そこで気になるのは、今後の使われ方だ。及第点のデビューを飾っても、プレミアの強豪での現実は甘くはない。開幕戦では、その3日前に正式加入したばかりのファンペルシが、大事を取ってベンチスタートとなったが、昨季のプレミア得点王が先発レギュラーとなるのは時間の問題だろう。ファーガソンが、昨季アーセナルでの成功例に倣い、最前線のゴールゲッターとしてファンペルシに大枚をはたいたこともまず間違いない。
ルーニーをサイドに追いやることができるか?
元来は4-4-2システムを好む指揮官は、プレシーズン中、香川をCFの背後に置く4-4-1-1を採用していた。ところが、開幕直前に獲得した新FWと縦のコンビを組む相手は、常識的に考えれば「10番」を背負うルーニーが妥当だ。結果として香川が2列目の中央に回る場合、競争相手には、燻し銀のスコールズに加え、開幕戦では故障者続出の最終ラインで急造CBを務めたマイケル・キャリックという、パス・レンジの広さで香川に勝る2人の先輩がいる。
漫画の世界を現実に変えた香川には、この際、ルーニーを抑えて、トップ下を定位置にするぐらいの気概が求められる。

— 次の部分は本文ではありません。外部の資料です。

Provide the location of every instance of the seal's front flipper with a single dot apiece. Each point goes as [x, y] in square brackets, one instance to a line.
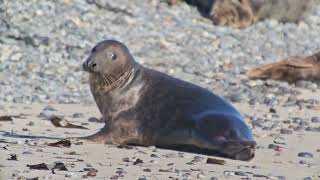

練習グラウンドで、そして、試合のピッチで適性を示し続けられれば、開幕戦で4-4-2にはこだわらない柔軟性を見せた70歳の指揮官が、4-2-3-1を新たな基本システムに据えた上、万能タイプのルーニーを、2列目のサイドで起用しないとも限らない。全ては、香川の継続的なアピール次第。プレシーズン中のプレーメイカーぶりが、天職での開幕戦フルタイム出場デビューを可能にしたように。